It is also possible, though, that this is a clue as to phosphine’s distribution in Venus’s atmosphere. The gas is expected to be quickly destroyed in many parts of the atmosphere, particularly at the cloud tops, which is where the infrared readings were taken. So it is possible these measurements simply didn’t probe deeply enough to spot the phosphine, says Sousa-Silva.
It is also possible that the abundance of phosphine across the planet varies over time. “If the phosphine came from life, we would expect enormous local variability,” says Sousa-Silva. “On Earth, where it does come from living organisms, it’s extremely variable.

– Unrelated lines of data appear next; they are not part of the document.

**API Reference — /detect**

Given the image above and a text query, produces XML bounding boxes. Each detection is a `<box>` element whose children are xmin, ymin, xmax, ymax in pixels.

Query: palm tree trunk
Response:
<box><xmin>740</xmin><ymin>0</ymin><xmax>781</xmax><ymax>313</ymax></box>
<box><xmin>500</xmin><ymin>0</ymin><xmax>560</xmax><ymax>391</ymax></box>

In most of the atmosphere, there’s almost none of it, but above the places where it’s being created, there’s much more.”
Overall, these conflicting measurements demonstrate that we need far more observations of Venus in many different wavelengths to try to probe a greater number of different areas of the atmosphere, says Sousa-Silva. “This isn’t a big gotcha,” she says. “It’s really interesting and it tells us a lot about what we have to do for future work.”
We may not be able to figure out what the hints of phosphine mean until we send a spacecraft to take measurements from up close, says Paul Byrne at North Carolina State University. “We just don’t know enough about Venus to know what this really means,” he says. “Until, and if, we get a spacecraft to Venus, we’re kind of tilting at windmills a little bit in trying to find an answer to these questions.”